A week later later on March 20, an unarmed teenager was shot by a Granite School District resource officer. Police said the officer was patrolling the area and saw a car with multiple teens inside. They said the officer smelled marijuana coming from the car, but as he approached them, the driver stepped on the gas.

“The vehicle attempted to run him over and at one point, he was on the vehicle,” said Ben Horsley with Granite School District.

Investigators said the officer was thrown from the vehicle, but when they were unable to specify when he fired the shot that hit the driver and sent them to the hospital in serious condition.

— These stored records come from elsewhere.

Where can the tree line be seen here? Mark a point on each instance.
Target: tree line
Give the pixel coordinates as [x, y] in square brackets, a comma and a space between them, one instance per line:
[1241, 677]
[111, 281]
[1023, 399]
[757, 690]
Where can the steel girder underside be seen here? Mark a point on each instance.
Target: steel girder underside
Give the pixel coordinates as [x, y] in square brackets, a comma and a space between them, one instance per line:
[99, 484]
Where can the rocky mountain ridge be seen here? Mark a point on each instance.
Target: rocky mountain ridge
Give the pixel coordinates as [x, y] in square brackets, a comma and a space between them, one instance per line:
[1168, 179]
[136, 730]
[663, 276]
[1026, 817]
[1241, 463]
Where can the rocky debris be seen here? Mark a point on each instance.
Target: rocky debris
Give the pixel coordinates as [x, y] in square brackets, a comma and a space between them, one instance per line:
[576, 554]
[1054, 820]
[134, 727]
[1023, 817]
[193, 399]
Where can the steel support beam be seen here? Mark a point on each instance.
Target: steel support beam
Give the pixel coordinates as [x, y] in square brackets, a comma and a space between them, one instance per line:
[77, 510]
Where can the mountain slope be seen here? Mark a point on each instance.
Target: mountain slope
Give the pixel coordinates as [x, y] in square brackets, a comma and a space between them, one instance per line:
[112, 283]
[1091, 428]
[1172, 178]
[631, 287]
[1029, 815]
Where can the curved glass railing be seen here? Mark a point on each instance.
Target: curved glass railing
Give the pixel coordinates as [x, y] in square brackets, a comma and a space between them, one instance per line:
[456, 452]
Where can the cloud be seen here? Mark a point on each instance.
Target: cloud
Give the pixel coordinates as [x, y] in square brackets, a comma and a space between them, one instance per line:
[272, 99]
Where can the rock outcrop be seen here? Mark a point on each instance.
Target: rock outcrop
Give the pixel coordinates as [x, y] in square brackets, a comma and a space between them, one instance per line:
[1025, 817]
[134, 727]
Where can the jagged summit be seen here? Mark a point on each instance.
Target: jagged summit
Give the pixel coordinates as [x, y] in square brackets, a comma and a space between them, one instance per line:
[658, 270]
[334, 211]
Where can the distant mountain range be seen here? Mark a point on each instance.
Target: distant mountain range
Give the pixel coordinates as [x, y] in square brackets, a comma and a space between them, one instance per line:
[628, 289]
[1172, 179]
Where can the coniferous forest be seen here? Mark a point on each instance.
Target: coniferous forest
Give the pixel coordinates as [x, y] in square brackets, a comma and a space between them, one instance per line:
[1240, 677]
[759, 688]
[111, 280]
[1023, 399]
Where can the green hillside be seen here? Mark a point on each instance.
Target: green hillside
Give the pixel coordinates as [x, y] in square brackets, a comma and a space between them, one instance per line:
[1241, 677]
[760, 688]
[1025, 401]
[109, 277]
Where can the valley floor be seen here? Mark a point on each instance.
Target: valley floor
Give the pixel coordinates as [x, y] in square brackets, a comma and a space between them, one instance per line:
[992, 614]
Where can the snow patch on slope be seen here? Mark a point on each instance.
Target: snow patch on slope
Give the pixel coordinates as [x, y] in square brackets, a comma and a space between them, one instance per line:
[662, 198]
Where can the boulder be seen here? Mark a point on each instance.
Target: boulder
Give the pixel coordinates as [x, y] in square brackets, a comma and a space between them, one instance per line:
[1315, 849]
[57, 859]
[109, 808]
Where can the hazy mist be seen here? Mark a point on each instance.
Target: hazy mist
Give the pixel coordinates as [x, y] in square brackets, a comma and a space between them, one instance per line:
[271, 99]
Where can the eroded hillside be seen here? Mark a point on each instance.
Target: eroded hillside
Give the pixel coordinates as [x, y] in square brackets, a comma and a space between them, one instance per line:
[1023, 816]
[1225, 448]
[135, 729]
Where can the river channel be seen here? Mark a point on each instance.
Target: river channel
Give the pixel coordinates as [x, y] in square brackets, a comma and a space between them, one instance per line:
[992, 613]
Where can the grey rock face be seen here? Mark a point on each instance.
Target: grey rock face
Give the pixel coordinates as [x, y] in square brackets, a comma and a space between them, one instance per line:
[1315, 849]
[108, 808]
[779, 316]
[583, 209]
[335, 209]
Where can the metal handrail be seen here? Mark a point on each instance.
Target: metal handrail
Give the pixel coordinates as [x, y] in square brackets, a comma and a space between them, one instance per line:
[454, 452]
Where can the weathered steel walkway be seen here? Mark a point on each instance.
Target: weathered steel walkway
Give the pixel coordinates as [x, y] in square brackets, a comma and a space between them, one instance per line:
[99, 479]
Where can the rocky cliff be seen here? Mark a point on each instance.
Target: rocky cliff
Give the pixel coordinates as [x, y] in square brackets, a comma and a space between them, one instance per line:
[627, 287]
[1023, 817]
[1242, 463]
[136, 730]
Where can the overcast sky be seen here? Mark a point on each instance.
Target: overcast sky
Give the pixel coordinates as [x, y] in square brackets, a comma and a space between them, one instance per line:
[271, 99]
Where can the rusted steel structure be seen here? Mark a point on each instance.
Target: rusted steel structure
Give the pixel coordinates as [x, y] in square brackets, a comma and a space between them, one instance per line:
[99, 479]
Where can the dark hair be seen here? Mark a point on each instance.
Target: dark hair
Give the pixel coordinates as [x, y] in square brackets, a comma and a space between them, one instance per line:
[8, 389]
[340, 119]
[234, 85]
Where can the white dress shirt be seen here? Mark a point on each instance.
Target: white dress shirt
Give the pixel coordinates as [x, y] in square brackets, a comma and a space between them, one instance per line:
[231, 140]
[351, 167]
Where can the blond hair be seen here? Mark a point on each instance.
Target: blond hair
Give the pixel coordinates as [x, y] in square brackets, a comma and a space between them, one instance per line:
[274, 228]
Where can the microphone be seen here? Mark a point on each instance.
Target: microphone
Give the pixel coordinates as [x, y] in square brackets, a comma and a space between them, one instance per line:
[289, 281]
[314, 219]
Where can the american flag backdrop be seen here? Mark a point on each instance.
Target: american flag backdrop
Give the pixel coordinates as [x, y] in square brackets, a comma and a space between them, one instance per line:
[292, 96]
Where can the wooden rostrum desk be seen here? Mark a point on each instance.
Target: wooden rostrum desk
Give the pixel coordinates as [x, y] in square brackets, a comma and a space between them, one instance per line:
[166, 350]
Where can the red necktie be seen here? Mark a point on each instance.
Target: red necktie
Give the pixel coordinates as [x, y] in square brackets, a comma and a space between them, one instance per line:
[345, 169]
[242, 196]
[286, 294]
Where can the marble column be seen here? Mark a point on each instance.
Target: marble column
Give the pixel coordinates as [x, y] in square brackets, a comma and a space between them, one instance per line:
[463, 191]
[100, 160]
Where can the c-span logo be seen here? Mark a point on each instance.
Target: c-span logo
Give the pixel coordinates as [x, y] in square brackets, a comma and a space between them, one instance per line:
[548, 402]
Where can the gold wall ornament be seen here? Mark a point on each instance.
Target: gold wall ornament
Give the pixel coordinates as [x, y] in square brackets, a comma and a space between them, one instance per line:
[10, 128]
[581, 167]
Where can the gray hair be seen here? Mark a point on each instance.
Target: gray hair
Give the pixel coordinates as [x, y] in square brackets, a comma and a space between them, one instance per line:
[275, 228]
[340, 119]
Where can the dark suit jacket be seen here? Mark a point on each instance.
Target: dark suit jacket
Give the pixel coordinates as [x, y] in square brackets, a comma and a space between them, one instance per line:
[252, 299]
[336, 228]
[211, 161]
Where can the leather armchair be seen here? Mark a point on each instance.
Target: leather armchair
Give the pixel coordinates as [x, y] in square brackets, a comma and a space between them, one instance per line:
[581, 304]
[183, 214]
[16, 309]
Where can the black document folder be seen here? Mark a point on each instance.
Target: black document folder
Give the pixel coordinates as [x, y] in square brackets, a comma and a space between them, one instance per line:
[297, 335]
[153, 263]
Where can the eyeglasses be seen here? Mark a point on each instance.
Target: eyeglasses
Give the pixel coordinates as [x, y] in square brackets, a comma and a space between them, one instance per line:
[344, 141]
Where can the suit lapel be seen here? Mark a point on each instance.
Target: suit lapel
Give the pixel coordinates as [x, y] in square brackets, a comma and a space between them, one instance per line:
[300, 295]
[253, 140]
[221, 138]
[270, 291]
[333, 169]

“The scant details or footage around an unarmed teen by a Granite School District officer is a disturbing sign either a cover-up, or a deep mistrust of the community. All we have been told is that the officer was hit by a car, and then shot the driver from mere feet away. What seems clear, without any additional information, is that officer preferred put himself and the other persons in car at a further risk by escalation, rather than to roll off the hood the car and call for back-up for a suspect that was trying to flee,” said a spokesperson with UAPB.

In a press release, the Utah Against Police Brutality group said the rally calls for:

  • The firing of West Valley City police officers Ben Christensen and George Martinez, who “illegally entered and assaulted the members bereaved members of the Evans family, whose infant died hours earlier, and be stripped of their certification to practice law-enforcement in Utah”
  • That all the footage during the killing of Bryan Keith Liles at the Historic Sandy Trax station by the hands of ATF agents be made public. Also, until the time of that release, that Keith Squires, head of Utah Department of Public Safety, “request that these specific killer federal agents be forbidden to practice law enforcement anywhere in the state of Utah.”
  • The release of all footage in the shooting of an unarmed teen by the Granite School District officer by Hunter High School, in addition to his termination for the “additional reckless endangerment of witnesses, himself, and the unnecessary shooting of a suspect.”

“It hasn’t felt like the police have been protecting and serving for a long time. Now we have these three other incidents…there are not here to protect and serve. They are there to protect themselves and each other and it’s not okay. I don’t know what to tell my 4-year-old daughter about the police,” said Deborah Blake with UAPB.